Jusqu’à il y a peu, le Dr Émilie Couderc pratiquait une médecine « plutôt agréable » dans une maison médicale, aux côtés notamment de deux autres omnipraticiens. Installée depuis dix ans à Perthes-en-Gâtinais (Seine-et-Marne), cette généraliste avait trouvé le « bon équilibre » dans son exercice, qui lui permettait d'être satisfaite de sa qualité de vie et de la qualité des soins dispensés à ses patients.
Fin novembre, le décès brutal du Dr Bruno Dognon, confrère avec qui elle n’était pas associée mais qui louait un local dans sa maison médicale, a bouleversé son exercice et sonné le début des ennuis. Au deuil d'un confrère qu'elle côtoyait chaque jour se sont ajoutées une multitude de difficultés. « Les problèmes apparaissent au fil de l’eau », confie le Dr Couderc au Généraliste.
Quid des 2 700 patients sans dossier ?
Premier problème, et non des moindres : que faire des dossiers patients de ce praticien, médecin traitant d'environ 2 700 personnes ? Peu de temps après sa mort, le Dr Couderc avait donc lancé un appel à l’aide sur Twitter pour savoir que faire de ceux-ci.
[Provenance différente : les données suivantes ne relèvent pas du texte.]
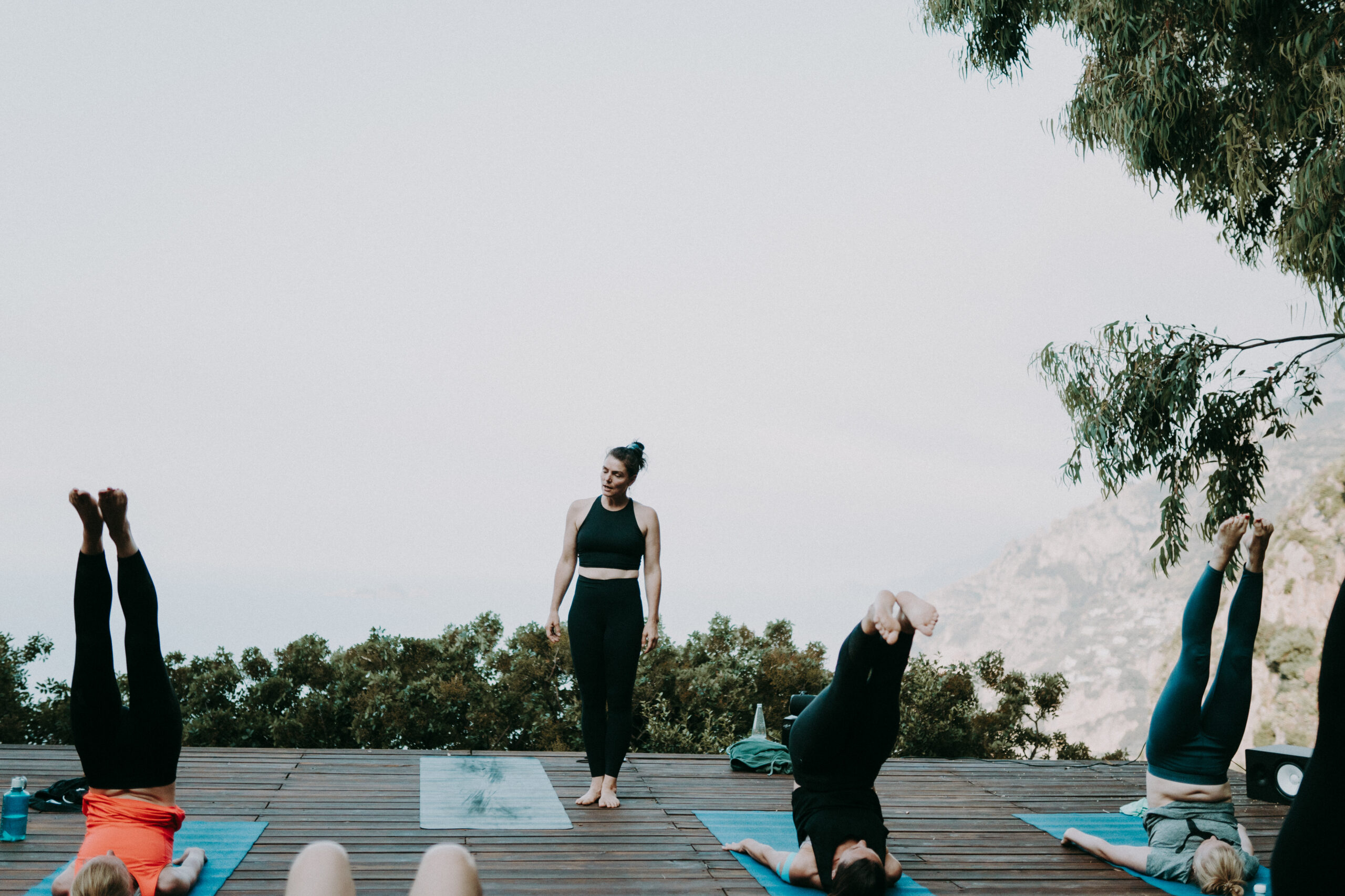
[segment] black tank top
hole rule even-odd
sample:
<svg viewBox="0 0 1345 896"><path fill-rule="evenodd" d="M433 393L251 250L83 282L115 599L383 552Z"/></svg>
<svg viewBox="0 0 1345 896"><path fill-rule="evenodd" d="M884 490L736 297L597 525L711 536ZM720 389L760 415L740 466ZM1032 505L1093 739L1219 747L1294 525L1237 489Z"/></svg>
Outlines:
<svg viewBox="0 0 1345 896"><path fill-rule="evenodd" d="M862 790L814 791L798 787L790 798L794 806L794 830L799 845L812 838L822 891L831 892L831 861L837 846L847 840L862 840L888 861L888 829L882 823L882 805L872 787Z"/></svg>
<svg viewBox="0 0 1345 896"><path fill-rule="evenodd" d="M608 510L603 506L603 496L594 498L574 547L580 552L581 567L639 570L644 556L644 533L635 521L635 501L627 498L620 510Z"/></svg>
Une initiative utile puisque grâce à ce tweet, la généraliste a appris que n'étant pas associée à ce confrère, elle n'avait « aucun droit » et donc « surtout pas intérêt » à toucher aux dossiers.
À ce jour, la question n'est toujours pas réglée. Si selon le Dr Couderc, l'Ordre départemental « a été présent et témoigné de la compassion », celui-ci n'a pas été en mesure de lui apporter une solution.
Déclenchée seulement la semaine passée, la procédure de succession fait de la compagne du Dr Dognon la propriétaire des dossiers patients. « Tant que la succession n'est pas faite, on peut dire que la patientèle a une valeur », explique Émilie Couderc. De fait, elle et sa consœur ne peuvent réadresser les patients du défunt vers d'autres médecins car sa compagne pourrait — très hypothétiquement — trouver une personne à qui revendre la patientèle. En attendant qu'une solution soit trouvée, les deux généralistes doivent composer avec les patients se rendant à la maison médicale pour récupérer leur dossier.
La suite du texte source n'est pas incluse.